She held him closer, rocking a little, making little soothing noises until his breathing slowed down and the sudden near-delirious ranting eased to a halt. "You are not feeble, and you should not be comforting me. I'm not the one who needs it. I can't... I wish I could fix it, somehow make it better. I hate that I can't, and I'd do it in a moment if I could. But...." She rested a hand gently on his chest, right over his sternum. "Take a deep breath. Focus on my hand... touching you, but not hurting you, a friend's hand giving you something to focus on... and another deep breath...." It was a wobbly one, but it counted, and she cradled him protectively with her other arm. "I'm here," she said softly. "And none of us would ever, ever let them have you again. I promise, we won't ever leave you alone and vulnerable, not for one moment, you'll be as safe as we can possibly make you...."
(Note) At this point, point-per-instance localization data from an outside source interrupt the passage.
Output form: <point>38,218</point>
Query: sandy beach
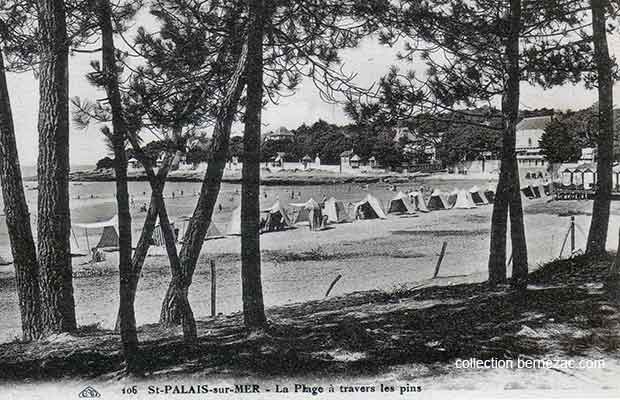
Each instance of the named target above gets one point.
<point>298,264</point>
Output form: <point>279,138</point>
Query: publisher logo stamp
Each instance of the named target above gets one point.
<point>89,392</point>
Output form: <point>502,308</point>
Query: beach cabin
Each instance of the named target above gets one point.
<point>349,160</point>
<point>335,210</point>
<point>464,200</point>
<point>306,161</point>
<point>369,208</point>
<point>372,162</point>
<point>132,163</point>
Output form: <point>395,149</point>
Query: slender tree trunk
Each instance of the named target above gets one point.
<point>253,307</point>
<point>499,220</point>
<point>172,312</point>
<point>157,183</point>
<point>127,314</point>
<point>54,221</point>
<point>18,219</point>
<point>511,111</point>
<point>597,236</point>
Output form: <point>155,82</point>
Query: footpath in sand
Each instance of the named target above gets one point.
<point>395,325</point>
<point>299,265</point>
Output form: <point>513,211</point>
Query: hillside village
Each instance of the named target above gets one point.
<point>343,150</point>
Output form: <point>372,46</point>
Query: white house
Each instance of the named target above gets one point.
<point>532,163</point>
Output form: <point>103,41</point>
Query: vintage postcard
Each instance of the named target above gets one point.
<point>274,199</point>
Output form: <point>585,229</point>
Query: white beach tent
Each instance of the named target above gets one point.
<point>464,200</point>
<point>310,212</point>
<point>277,209</point>
<point>400,204</point>
<point>417,200</point>
<point>369,208</point>
<point>335,210</point>
<point>452,197</point>
<point>477,195</point>
<point>438,201</point>
<point>109,235</point>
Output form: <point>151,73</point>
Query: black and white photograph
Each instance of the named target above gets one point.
<point>330,199</point>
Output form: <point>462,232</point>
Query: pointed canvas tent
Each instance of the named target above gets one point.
<point>234,225</point>
<point>477,195</point>
<point>158,235</point>
<point>542,190</point>
<point>109,236</point>
<point>452,197</point>
<point>527,192</point>
<point>310,212</point>
<point>438,201</point>
<point>108,239</point>
<point>213,232</point>
<point>335,210</point>
<point>464,200</point>
<point>400,204</point>
<point>417,200</point>
<point>369,208</point>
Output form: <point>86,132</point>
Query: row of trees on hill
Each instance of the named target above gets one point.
<point>209,64</point>
<point>477,52</point>
<point>206,65</point>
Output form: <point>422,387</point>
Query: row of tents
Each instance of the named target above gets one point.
<point>537,191</point>
<point>459,199</point>
<point>317,216</point>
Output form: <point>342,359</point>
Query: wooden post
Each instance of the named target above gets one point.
<point>213,288</point>
<point>87,244</point>
<point>572,234</point>
<point>441,254</point>
<point>332,285</point>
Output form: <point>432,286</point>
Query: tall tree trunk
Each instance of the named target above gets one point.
<point>597,236</point>
<point>510,108</point>
<point>18,219</point>
<point>499,220</point>
<point>127,314</point>
<point>172,312</point>
<point>157,183</point>
<point>253,307</point>
<point>54,220</point>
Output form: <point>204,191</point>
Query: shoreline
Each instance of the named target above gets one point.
<point>280,178</point>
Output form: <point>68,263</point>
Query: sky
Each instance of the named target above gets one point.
<point>369,61</point>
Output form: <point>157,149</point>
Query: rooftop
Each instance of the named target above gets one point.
<point>534,123</point>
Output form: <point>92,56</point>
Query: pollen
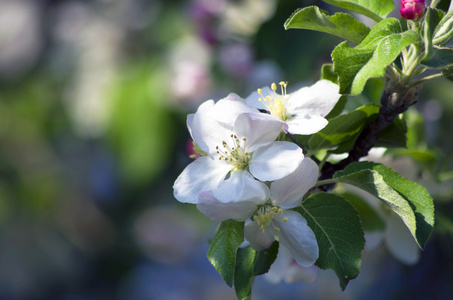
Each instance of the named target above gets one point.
<point>275,103</point>
<point>233,152</point>
<point>265,214</point>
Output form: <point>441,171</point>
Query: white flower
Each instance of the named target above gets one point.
<point>270,218</point>
<point>240,146</point>
<point>286,268</point>
<point>304,110</point>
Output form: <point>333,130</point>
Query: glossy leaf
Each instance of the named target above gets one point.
<point>375,10</point>
<point>343,130</point>
<point>249,264</point>
<point>440,59</point>
<point>222,252</point>
<point>338,231</point>
<point>370,58</point>
<point>339,24</point>
<point>407,199</point>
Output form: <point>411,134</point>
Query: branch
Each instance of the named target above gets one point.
<point>394,101</point>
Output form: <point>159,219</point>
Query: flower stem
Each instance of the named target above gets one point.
<point>430,77</point>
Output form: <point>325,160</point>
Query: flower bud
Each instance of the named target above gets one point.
<point>412,9</point>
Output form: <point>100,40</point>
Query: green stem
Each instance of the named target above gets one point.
<point>430,77</point>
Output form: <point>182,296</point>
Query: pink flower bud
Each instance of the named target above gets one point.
<point>412,9</point>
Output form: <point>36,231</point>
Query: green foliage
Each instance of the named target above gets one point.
<point>339,234</point>
<point>327,73</point>
<point>440,59</point>
<point>339,24</point>
<point>407,199</point>
<point>375,10</point>
<point>222,252</point>
<point>432,19</point>
<point>370,58</point>
<point>371,221</point>
<point>448,73</point>
<point>141,128</point>
<point>443,32</point>
<point>251,263</point>
<point>343,130</point>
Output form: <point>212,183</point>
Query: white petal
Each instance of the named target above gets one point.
<point>400,242</point>
<point>258,240</point>
<point>241,186</point>
<point>319,99</point>
<point>259,129</point>
<point>275,161</point>
<point>206,131</point>
<point>203,174</point>
<point>305,124</point>
<point>189,122</point>
<point>297,237</point>
<point>228,109</point>
<point>253,99</point>
<point>288,191</point>
<point>219,211</point>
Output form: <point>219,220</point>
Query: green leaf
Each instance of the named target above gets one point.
<point>432,19</point>
<point>340,24</point>
<point>407,199</point>
<point>443,32</point>
<point>339,130</point>
<point>440,59</point>
<point>371,221</point>
<point>339,234</point>
<point>343,130</point>
<point>370,58</point>
<point>222,252</point>
<point>264,259</point>
<point>244,274</point>
<point>448,73</point>
<point>375,10</point>
<point>328,73</point>
<point>251,263</point>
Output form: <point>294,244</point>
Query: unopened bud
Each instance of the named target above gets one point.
<point>412,9</point>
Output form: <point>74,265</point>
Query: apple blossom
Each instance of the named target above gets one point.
<point>239,145</point>
<point>303,111</point>
<point>286,268</point>
<point>412,9</point>
<point>268,216</point>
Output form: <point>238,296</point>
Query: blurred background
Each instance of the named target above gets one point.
<point>93,102</point>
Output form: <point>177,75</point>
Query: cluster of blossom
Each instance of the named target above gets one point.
<point>245,170</point>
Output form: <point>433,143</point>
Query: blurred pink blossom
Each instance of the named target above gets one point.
<point>412,9</point>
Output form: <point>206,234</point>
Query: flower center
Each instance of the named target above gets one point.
<point>235,155</point>
<point>264,215</point>
<point>276,105</point>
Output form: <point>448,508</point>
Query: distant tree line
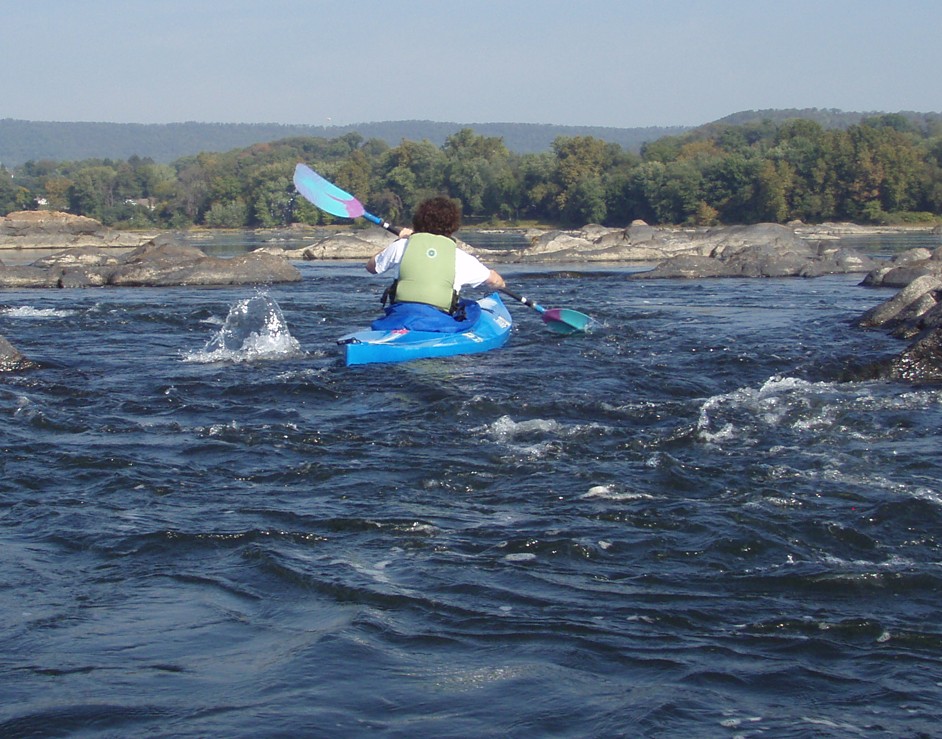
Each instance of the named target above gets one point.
<point>887,168</point>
He put his hand up to cover hers and leaned his weight against her, such as it was. His eyes were closed in a face as white and translucent as wax, but slow tears still leaked out from under his thick lashes, and repeated small tremors chased across his skin. Almost inaudibly, he whispered "I'm lost, I'm lost, I can't find me - please don't let them find me. Please, please, don't let them have me - not again. Please, not again."
"Shhh...." she whispered back, rocking him gently. "Nobody will hurt you again. We won't let them. I won't let them. You're safe now, and nobody's going to hurt you any more." She pressed very lightly against his chest, reminding him to breathe again. "And you're not lost," she added firmly, because she was damn well not going to LET him be. "You're... just gone a bit astray, is all. It will get better, I promise it will, it's just going to take some time...."
"A stray dog," he muttered, "got lost on the road, Padfoot is after me.... Why won't the bastard leave me alone? I can't tell when I'm dreaming any more and when I'm not - are you a dream, Granger?"
"No, I'm not a dream. And Padfoot isn't after you, either, not any more." She shifted his slight weight a little, letting his head settle more comfortably against her shoulder. "After all, if you were going to dream up someone to comfort you, I shouldn't think they'd have bony shoulders, would they?"
"A very good point," he admitted sleepily. "A very sharp point. And - the Dark One might invent - invent simulacra of Albus and Minerva to torment me with false hope, but I can't see him thinking of copying you or, or Lovegood. I notice you didn't mention the Floo network in your security list" he added, in a much more alert and Snape-ish tone of voice. "Should I expect darling Lucius to erupt out of the bloody fireplace?"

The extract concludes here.